Their plan from the outset was to use technology to flip homes, an idea that has garnered roughly $110 million from investors, including its biggest shareholder, Khosla Ventures.

Wu says Opendoor has also raised “hundreds of millions of dollars” in debt in order to carry the homes on its balance sheet while it works toward re-selling them.

In an interview with TechCrunch yesterday, Wu declined to say how many homes have so far been bought or sold using the platform. But he did say that OpenDoor typically buys 10 houses a day across the two markets in which it’s currently operating: Phoenix and Dallas.

He also said that Opendoor typically charges sellers  “less than 10 percent” of the value of their home in fees. In return, Opendoor gets enough money to ensure that a home is whipped into move-in-ready state, including addressing any safety issues.

To keep from buying any real lemons, Opendoor won’t purchase any home built before 1960. It also sticks with homes that range in value from $100,000 to $600,000, which apparently covers 90 percent of homes in the U.S.

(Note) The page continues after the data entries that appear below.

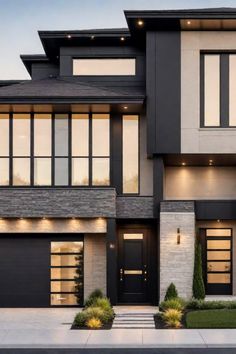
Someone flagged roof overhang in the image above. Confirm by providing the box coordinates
[38,28,131,60]
[125,8,236,36]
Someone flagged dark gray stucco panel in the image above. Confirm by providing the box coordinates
[146,31,181,154]
[116,197,154,219]
[0,187,116,218]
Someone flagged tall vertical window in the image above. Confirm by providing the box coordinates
[71,114,89,186]
[0,114,9,186]
[204,54,220,126]
[34,114,52,186]
[122,115,139,194]
[13,114,31,186]
[51,241,83,306]
[92,114,110,186]
[229,55,236,126]
[54,114,69,186]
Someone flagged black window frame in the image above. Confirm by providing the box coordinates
[200,50,236,129]
[49,236,84,307]
[0,111,113,189]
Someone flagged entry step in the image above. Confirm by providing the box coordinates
[112,312,155,329]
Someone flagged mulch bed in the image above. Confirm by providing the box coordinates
[70,320,113,331]
[154,313,186,329]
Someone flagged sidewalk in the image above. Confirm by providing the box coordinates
[0,309,236,348]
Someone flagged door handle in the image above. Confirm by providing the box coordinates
[120,268,123,281]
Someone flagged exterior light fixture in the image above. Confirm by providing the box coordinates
[177,227,181,245]
[137,20,144,27]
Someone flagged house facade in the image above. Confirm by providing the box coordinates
[0,8,236,307]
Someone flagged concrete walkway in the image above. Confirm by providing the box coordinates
[0,309,236,348]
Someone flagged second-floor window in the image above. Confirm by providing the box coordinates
[0,113,110,186]
[73,58,136,76]
[201,53,236,128]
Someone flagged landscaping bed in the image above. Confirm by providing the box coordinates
[154,284,236,329]
[71,289,115,330]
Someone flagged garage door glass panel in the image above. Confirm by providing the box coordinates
[50,241,83,306]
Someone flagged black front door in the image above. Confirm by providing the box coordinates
[118,229,148,303]
[201,228,232,295]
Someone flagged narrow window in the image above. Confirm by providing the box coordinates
[122,115,139,193]
[12,114,31,186]
[92,114,110,186]
[34,114,52,186]
[0,114,9,186]
[54,114,69,186]
[204,55,220,127]
[72,114,89,186]
[229,55,236,126]
[73,58,136,76]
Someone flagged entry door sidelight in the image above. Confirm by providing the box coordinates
[205,229,232,295]
[118,230,149,303]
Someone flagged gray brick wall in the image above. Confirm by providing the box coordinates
[160,203,195,300]
[116,197,154,219]
[84,234,106,299]
[0,187,116,218]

The model still sounds rife with risk. Most obviously, if the market were to turn sharply, Opendoor could be stuck holding properties it can’t sell. But Wu argues the frictionless marketplace that Opendoor is creating more than makes up for that risk.

In both Phoenix and Dallas, for example, Opendoor has a growing number of vendors using its software. That allows landscaping companies with which it works to spring into action once it has purchased a home. Similarly, using its software, new home buyers can easily order a local contractor to spruce up their kitchen.

In fact, Wu says Opendoor is “already seeing a lot of [demand] coming from both buyers who are looking for a home and sellers. We call [the transactions] trade-ins. In the automotive industry, 60 percent are cars are traded in for new models; we’re starting to see that behavior on Opendoor, too.”

As for profitability, Wu says Opendoor isn’t focused on it just now, despite nervousness in the investor market. Opendoor has already sold more than $50 million worth of homes in Phoenix and $5 million in Dallas, a market it entered six months ago, and customer adoption “has been incredible,” he tells us.

The company has also said it could imagine getting directly into the financing business at some point.

In the meantime, Wu says, “Our investors are incredibly supportive of our market and the time horizon under which we’re operating . . . We aren’t navigating our business [around] VC sentiment.”